Cependant, même après dix ans, les conditions humides continuent de provoquer des situations périlleuses. En 2022, lors du Grand Prix du Japon, une fois encore, des conditions de pluie intenses ont failli mener à une nouvelle tragédie lorsqu’une dépanneuse a été aperçue sur la piste alors que Pierre Gasly arrivait à grande vitesse. Le souvenir de Bianchi a immédiatement resurgi, poussant à de nouvelles réflexions sur la sécurité en cas de fortes pluies.
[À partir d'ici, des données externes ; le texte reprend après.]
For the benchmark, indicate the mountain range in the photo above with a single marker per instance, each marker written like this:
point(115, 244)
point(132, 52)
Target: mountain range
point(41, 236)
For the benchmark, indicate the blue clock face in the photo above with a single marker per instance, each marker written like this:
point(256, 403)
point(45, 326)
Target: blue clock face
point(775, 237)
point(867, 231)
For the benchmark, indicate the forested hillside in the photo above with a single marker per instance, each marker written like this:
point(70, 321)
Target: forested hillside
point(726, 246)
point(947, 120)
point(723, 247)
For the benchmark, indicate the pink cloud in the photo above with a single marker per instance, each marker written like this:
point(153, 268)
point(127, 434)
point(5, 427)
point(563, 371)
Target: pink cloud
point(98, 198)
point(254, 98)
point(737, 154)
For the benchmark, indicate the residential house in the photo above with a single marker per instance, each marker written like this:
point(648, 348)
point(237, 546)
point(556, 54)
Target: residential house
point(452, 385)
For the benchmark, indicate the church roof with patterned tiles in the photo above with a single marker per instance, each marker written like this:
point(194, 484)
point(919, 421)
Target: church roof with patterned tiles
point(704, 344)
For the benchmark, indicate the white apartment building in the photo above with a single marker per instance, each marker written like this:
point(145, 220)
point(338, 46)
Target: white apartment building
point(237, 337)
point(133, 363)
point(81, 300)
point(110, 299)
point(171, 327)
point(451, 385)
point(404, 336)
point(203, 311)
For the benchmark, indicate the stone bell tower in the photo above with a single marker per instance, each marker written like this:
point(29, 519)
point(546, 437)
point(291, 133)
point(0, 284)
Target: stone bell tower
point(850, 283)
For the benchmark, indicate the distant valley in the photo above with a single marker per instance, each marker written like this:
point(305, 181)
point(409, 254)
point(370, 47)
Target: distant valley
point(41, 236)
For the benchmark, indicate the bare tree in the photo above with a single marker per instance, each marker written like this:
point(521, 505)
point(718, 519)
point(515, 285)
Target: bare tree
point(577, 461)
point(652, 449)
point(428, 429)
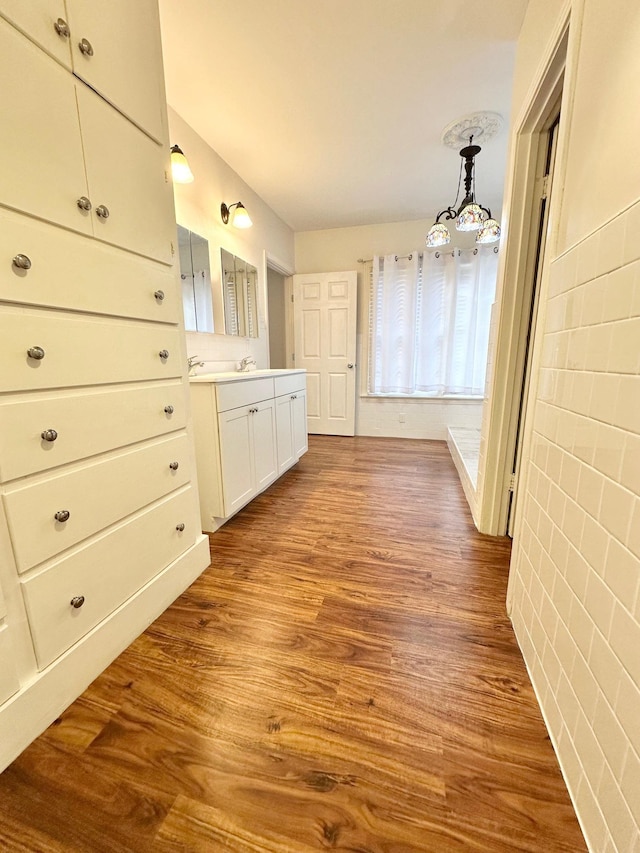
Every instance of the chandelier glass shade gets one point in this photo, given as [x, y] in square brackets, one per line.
[470, 215]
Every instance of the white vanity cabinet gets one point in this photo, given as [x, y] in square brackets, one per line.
[244, 427]
[291, 419]
[99, 526]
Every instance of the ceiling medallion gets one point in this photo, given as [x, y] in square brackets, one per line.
[481, 125]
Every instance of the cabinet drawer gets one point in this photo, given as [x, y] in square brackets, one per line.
[69, 271]
[8, 677]
[106, 572]
[243, 393]
[95, 497]
[289, 383]
[83, 351]
[86, 423]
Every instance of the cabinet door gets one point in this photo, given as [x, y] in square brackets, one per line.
[284, 433]
[79, 273]
[236, 458]
[43, 172]
[299, 419]
[263, 433]
[37, 19]
[125, 60]
[128, 174]
[8, 677]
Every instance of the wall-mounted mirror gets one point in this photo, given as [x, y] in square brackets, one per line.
[195, 274]
[239, 282]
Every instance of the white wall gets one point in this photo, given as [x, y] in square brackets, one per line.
[277, 319]
[575, 572]
[339, 249]
[198, 209]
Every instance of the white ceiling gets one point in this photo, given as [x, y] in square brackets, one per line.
[333, 110]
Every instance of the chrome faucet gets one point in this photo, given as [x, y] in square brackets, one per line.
[193, 363]
[246, 361]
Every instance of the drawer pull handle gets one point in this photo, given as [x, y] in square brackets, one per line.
[85, 47]
[62, 28]
[22, 262]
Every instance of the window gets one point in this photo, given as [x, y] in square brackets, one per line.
[429, 318]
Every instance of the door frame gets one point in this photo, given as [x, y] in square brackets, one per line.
[270, 261]
[555, 80]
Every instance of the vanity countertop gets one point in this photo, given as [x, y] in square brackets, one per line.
[239, 376]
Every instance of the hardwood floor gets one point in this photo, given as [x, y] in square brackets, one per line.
[343, 677]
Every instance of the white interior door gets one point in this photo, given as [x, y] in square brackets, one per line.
[324, 312]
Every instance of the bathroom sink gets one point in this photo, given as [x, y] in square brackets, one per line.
[234, 375]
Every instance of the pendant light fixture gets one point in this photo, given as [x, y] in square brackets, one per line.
[470, 215]
[180, 170]
[241, 218]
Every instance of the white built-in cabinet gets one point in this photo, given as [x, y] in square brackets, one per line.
[99, 522]
[248, 431]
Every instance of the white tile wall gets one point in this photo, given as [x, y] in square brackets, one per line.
[576, 562]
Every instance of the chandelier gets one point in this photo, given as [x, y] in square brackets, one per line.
[470, 215]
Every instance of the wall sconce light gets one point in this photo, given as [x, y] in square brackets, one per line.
[180, 170]
[241, 218]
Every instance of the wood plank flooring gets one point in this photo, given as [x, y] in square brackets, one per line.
[343, 677]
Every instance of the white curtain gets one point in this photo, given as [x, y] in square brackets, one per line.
[429, 321]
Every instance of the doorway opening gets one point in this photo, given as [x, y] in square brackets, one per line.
[544, 185]
[538, 134]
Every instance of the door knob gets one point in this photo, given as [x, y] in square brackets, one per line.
[85, 47]
[22, 262]
[62, 28]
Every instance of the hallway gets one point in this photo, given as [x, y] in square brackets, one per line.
[344, 677]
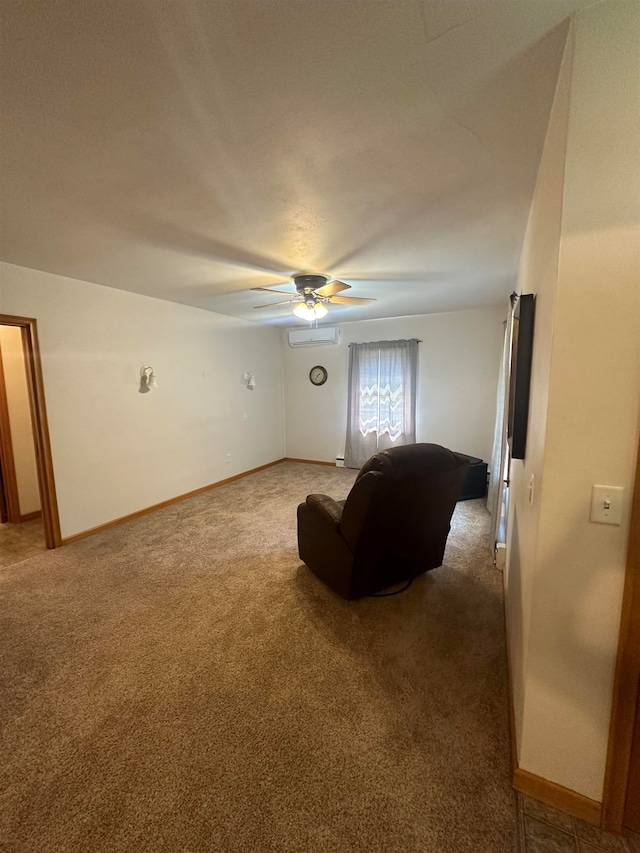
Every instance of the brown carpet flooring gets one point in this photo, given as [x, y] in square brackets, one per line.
[183, 683]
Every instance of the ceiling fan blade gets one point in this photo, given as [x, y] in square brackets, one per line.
[271, 290]
[332, 287]
[351, 300]
[271, 304]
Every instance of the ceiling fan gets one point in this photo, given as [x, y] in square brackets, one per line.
[315, 292]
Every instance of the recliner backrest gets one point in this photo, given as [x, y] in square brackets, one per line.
[400, 508]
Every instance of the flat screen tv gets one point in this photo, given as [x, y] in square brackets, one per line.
[520, 374]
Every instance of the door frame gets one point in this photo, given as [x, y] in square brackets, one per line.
[626, 689]
[7, 460]
[44, 460]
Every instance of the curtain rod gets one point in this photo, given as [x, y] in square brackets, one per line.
[357, 343]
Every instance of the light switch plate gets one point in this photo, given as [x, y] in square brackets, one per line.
[606, 504]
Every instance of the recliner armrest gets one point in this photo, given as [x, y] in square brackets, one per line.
[326, 507]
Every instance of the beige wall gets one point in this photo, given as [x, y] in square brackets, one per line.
[116, 451]
[565, 574]
[24, 456]
[458, 366]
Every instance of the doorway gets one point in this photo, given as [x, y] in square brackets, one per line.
[621, 802]
[27, 489]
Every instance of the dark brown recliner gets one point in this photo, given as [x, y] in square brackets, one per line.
[393, 525]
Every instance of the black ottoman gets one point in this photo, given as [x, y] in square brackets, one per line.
[475, 483]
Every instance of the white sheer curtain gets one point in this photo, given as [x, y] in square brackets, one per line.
[381, 409]
[495, 494]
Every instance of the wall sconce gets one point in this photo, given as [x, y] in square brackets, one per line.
[147, 379]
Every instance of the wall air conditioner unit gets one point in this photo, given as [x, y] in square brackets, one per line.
[322, 336]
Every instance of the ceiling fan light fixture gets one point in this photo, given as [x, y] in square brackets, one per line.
[316, 311]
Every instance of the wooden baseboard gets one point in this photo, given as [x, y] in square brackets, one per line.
[308, 461]
[560, 798]
[563, 799]
[117, 521]
[31, 516]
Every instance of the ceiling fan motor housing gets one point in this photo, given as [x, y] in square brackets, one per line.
[309, 282]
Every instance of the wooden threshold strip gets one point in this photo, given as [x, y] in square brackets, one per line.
[117, 521]
[560, 798]
[308, 461]
[31, 516]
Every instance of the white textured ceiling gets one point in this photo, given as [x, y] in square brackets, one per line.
[193, 150]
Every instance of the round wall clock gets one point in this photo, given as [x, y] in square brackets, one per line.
[318, 375]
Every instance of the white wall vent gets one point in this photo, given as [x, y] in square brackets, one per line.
[322, 336]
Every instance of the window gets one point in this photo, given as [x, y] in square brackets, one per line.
[382, 398]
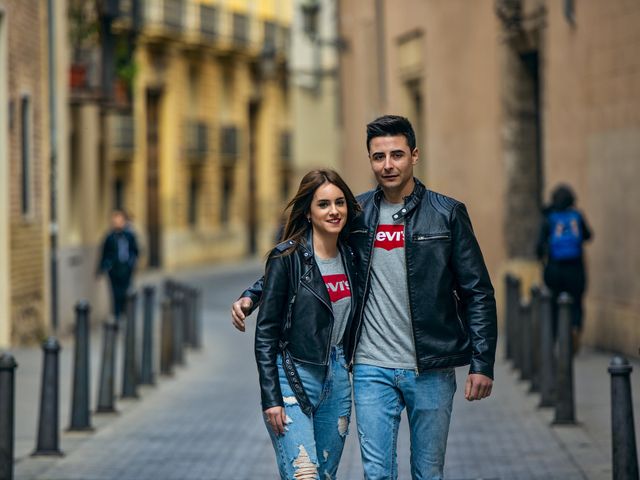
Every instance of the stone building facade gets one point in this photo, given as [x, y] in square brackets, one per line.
[23, 171]
[509, 98]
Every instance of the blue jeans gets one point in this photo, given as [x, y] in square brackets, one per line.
[312, 446]
[380, 396]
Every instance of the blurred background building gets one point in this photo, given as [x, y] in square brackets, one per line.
[199, 117]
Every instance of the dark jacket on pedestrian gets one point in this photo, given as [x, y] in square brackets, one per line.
[296, 314]
[119, 254]
[451, 299]
[566, 274]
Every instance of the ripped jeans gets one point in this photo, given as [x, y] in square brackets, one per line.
[311, 447]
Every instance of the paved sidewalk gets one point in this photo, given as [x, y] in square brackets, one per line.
[205, 423]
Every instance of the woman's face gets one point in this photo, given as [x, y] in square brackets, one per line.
[328, 212]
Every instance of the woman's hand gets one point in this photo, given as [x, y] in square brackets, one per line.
[277, 419]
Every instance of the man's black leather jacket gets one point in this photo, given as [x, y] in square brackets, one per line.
[451, 299]
[296, 313]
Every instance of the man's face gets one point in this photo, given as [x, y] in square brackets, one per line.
[392, 162]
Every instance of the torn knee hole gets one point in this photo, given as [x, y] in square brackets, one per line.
[305, 468]
[343, 425]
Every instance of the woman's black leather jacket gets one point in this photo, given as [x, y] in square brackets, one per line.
[296, 313]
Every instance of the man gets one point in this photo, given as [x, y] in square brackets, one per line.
[119, 256]
[427, 306]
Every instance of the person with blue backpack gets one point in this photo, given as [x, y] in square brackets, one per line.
[560, 246]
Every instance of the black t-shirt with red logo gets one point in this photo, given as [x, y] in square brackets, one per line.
[337, 283]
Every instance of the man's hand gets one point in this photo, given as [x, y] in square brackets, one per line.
[239, 311]
[478, 386]
[276, 418]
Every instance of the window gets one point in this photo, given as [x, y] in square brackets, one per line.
[194, 189]
[118, 194]
[227, 192]
[25, 153]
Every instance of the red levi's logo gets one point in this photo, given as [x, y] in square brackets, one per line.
[389, 237]
[337, 286]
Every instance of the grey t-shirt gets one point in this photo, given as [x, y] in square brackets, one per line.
[337, 284]
[387, 339]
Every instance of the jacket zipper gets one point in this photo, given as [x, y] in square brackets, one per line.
[364, 291]
[456, 299]
[406, 267]
[287, 324]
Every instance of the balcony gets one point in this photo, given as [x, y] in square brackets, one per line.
[196, 141]
[165, 18]
[240, 32]
[120, 136]
[229, 145]
[209, 26]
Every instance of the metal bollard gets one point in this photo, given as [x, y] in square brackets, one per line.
[169, 287]
[565, 405]
[197, 319]
[623, 435]
[535, 339]
[547, 350]
[525, 341]
[48, 422]
[129, 377]
[80, 416]
[516, 349]
[147, 375]
[106, 388]
[7, 415]
[187, 309]
[166, 340]
[508, 315]
[178, 329]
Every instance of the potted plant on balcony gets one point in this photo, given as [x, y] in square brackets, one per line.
[83, 36]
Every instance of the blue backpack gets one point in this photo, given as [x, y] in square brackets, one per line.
[565, 235]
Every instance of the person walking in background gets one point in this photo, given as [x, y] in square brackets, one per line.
[118, 259]
[427, 306]
[303, 338]
[563, 232]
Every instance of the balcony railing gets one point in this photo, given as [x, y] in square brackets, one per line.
[240, 30]
[209, 27]
[173, 15]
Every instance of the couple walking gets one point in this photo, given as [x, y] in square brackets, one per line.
[390, 286]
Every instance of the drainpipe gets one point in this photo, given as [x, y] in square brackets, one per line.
[53, 165]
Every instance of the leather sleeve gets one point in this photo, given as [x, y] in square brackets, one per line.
[476, 292]
[275, 293]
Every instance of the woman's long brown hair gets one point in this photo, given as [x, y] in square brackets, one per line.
[297, 224]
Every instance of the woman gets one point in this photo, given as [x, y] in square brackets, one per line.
[563, 232]
[303, 339]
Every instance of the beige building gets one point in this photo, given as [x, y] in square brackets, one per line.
[509, 98]
[24, 155]
[191, 136]
[314, 87]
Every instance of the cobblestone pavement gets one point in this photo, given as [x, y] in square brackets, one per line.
[205, 422]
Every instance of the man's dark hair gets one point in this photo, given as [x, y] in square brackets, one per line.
[391, 126]
[562, 197]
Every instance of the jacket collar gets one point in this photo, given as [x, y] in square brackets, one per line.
[410, 201]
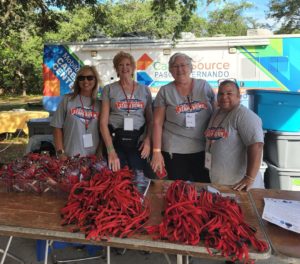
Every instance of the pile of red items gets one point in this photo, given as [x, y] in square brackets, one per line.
[108, 204]
[191, 216]
[40, 173]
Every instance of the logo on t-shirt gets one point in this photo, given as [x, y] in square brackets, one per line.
[215, 133]
[84, 113]
[192, 107]
[130, 104]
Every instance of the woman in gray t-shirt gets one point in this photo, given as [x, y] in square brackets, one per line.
[126, 117]
[76, 121]
[182, 110]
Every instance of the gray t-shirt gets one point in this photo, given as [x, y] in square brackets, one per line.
[120, 105]
[228, 136]
[72, 118]
[176, 137]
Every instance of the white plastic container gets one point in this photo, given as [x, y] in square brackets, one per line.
[282, 149]
[281, 178]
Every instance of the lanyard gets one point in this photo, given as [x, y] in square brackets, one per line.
[220, 123]
[86, 122]
[189, 97]
[127, 100]
[190, 102]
Des tests pour réduire les projections d’eau, comme des déflecteurs, ont été effectués sans succès, soulignant la difficulté à apporter des réponses durables à ces risques.
L’accident de Bianchi a aussi mis en lumière un aspect souvent négligé : la sécurité des commissaires et du personnel sur la piste. L’idée que des grues ou des véhicules puissent être présents sur la piste lors d’une course a provoqué de nombreuses controverses. La FIA avait reconnu en 2014 qu’il était « impératif d’empêcher qu’une voiture ne puisse entrer en contact avec une dépanneuse ».
Pourtant, des incidents impliquant des commissaires ont continué d’émailler les années suivantes. En 2019 à Monaco, Sergio Perez a évité de justesse deux commissaires traversant la piste sous Safety Car. En 2020, à Imola, Lance Stroll a frôlé des commissaires qui étaient en train de dégager la piste. Ces incidents rappellent qu’en dépit des progrès réalisés, les risques pour ceux qui assurent la sécurité des courses restent préoccupants.
Peut-on éviter une autre tragédie ?
La Formule 1 d’aujourd’hui est indéniablement plus sûre qu’elle ne l’était en 2014, et une grande partie de ces améliorations est directement liée aux leçons tirées de l’accident de Jules Bianchi. Le halo, le Virtual Safety Car, les réformes concernant la gestion des accidents et les essais de technologies pour réduire les projections en cas de pluie sont des exemples concrets des efforts déployés pour protéger les pilotes.
Cependant, des accidents récents comme ceux d’Anthoine Hubert en 2019 à Spa ou de Dilano van ‘t Hoff en 2023 montrent que les risques mortels existent toujours, même avec des dispositifs de sécurité modernes. Ces tragédies rappellent que la sécurité est un processus en constante évolution, et que le danger fait partie intégrante de ce sport.
Dix ans après, l’héritage de Jules Bianchi dans le monde de la F1 est indélébile. Bien au-delà des dispositifs de sécurité introduits à la suite de son accident, sa mémoire inspire la vigilance continue nécessaire pour améliorer la sécurité dans ce sport à haut risque. Le chemin parcouru depuis 2014 est considérable, mais il serait imprudent de considérer que toutes les leçons ont été tirées. La quête de la sécurité dans le sport automobile est sans fin, et elle le restera tant qu’il existera un risque.
En honorant la mémoire de Bianchi, la F1 rappelle à tous qu’il est crucial de continuer à protéger ceux qui font la beauté de ce sport, tout en gardant à l’esprit que les dangers, eux, ne disparaîtront jamais totalement.